One of Duignan’s most active kids, Davion Matthews, who Duignan found eating a sucker on the curb as a sixth grader, is now a high school student and is planning to come to DePaul to study film.

A few years ago, a Nebraska family that wants to remain anonymous took notice of Duignan’s work. The family gave $100,000 to the Stockyard Institute; enough for more than a few sketchbooks, digital cameras, radios and the Corvair. “There’s nothing worse than a rogue artist with money,” Duignan says.

One of his most recent projects is the production of a sharp, two-part bi-annual newspaper produced by an amalgam of artists, educators, activists and kids. The paper, AREA (Chicago/Art/Education/Activism), goes in depth on topics like community art and local environmentalism, and is speckled with haunting black and white photos of graffiti memorials and concrete landscapes.  

Duignan says that he’s had little luck getting his faculty colleagues to participate, but that he’s been getting his graduate students, who are training to be art teachers, more involved with the institute. Duignan worries that tenure mania and cost cutting have reduced the urban engagement of institutions, even those like DePaul, which has long had a social service mission. In fact, the past academic year was a bad one for urban engagement nationally, as some institutions eliminated programs focused on serving inner city populations. DePaul, which Duignan says initially would give him no support, recently told him to just sign on the dotted line. “The Stockyard Institute of DePaul University,” Duignan tests it out loud. “That doesn’t sound right.”

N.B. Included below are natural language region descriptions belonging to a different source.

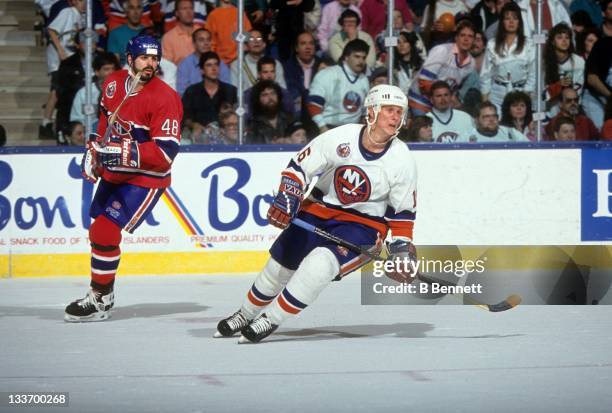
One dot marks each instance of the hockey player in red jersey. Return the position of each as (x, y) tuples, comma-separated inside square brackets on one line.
[(132, 158), (366, 187)]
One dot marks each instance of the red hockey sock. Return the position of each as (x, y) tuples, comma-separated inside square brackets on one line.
[(105, 237)]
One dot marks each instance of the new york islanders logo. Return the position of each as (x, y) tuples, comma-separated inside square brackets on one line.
[(343, 150), (351, 102), (111, 88), (447, 137), (352, 185)]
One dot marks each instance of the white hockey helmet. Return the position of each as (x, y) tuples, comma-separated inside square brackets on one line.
[(385, 95)]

Duignan is wary of becoming institutionalized. He recalled going to Chicago’s Museum of Contemporary Art and seeing that the space was being used for speed dating. “This used to be a cutting edge place with critical round tables,” he said. Still, if DePaul eventually throws in, say, full scholarships for some of his kids, he’d consider it. For now, though, his reaction to signing is much more rogue-artist-with money. “Are you nuts?” he asks. With or without institutional support, Duignan’s message to his kids is, “I’ll work with you as long as I live,” he says. “This isn’t like a grant that runs out in two years.”